March 3, 2018
Our last post from February 14th argued that the stock market is undergoing a healthy correction, which is not over yet. Since then, the stock market moved up and it is now back to the February 14th level. And the day is not over yet. Volatility is comfortably up on increasing volume, which is not good for the market.
On the other hand, we strongly believe that a bear market is not in the process. Corporate earnings and sales keep accelerating. Economic recessions are likely to see steep drawdowns in stock prices. But economic recessions are not likely to happen when the trend of corporate profits is positive (earnings and sales accelerating).
The Q4 2017 earnings season is almost complete and the results are fantastic, with bottom line accelerations in every sector of the S&P500 Index. Although these numbers will be a tough comparison to beat in the future, after the interest rate hikes in 2017 and another in the pipeline for later this month, we expect GDP to slow down with tame inflation, regardless of the FED’s estimates. Nonetheless, all this is far from recessionary.
From a trading perspective, we took healthy profits after the run up in January, added positions on the reversal of February 9th, took gradual profits again on the way up to February 28th and we are ready to go back in as soon as we see another reversal taking place. On the positive side, technology is the sector that continues to show strength and leadership.

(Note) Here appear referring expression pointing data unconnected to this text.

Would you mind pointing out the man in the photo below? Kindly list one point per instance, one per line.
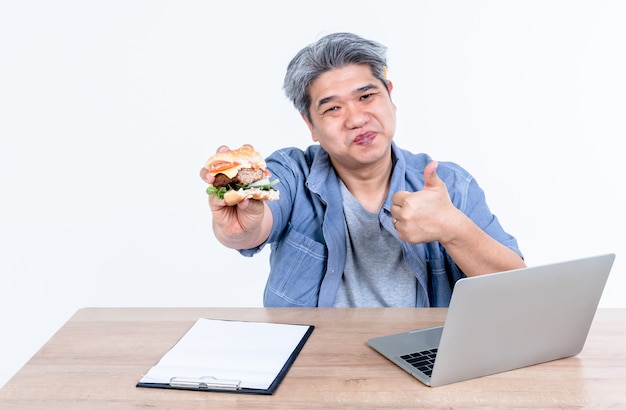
(359, 221)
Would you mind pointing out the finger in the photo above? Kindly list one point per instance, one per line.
(431, 179)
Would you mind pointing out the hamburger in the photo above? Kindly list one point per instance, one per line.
(240, 174)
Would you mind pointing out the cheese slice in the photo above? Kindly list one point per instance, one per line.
(230, 172)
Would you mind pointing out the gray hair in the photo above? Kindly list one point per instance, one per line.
(330, 52)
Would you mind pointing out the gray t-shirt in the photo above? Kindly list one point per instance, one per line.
(375, 274)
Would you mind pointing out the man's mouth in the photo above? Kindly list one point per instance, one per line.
(365, 138)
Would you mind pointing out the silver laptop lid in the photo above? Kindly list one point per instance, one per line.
(518, 318)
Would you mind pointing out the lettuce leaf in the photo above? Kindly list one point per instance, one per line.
(219, 192)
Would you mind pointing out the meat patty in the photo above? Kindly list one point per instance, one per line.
(244, 176)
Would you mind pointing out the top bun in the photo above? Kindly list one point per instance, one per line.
(244, 157)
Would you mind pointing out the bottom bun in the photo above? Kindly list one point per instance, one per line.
(235, 196)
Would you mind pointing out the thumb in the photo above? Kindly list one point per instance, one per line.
(431, 179)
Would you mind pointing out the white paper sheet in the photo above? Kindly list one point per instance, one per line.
(250, 352)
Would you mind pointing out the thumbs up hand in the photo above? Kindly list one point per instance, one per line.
(427, 215)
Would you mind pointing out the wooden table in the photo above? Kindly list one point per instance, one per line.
(95, 360)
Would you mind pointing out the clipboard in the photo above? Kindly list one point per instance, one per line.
(206, 358)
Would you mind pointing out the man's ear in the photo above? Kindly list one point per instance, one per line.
(311, 128)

Last, but not least: a pullback may last for a few weeks (you may estimate 3 to 5) with a relatively shallow price move (you may say 5% to 9%). A correction may last longer than a pullback, 4 or 5 weeks to 10 or 12 weeks with a bigger drawdown (at least 10%), but not enough to change the main trend from bullish to bearish. With enough time, the damage to change from bullish to bearish trend may occur. No one knows ahead of time when and if the trend will change. The only thing an asset manager can do is monitor and map the market behavior every single day. So far, from the high of January 26th to the low of February 9th the drawdown in the S&P500 has extended ~ -11.5% (refer to the chart below). The mid-term and long-term trends remain bullish. Follow your process to analyze the market. This is definitely not a part-time job.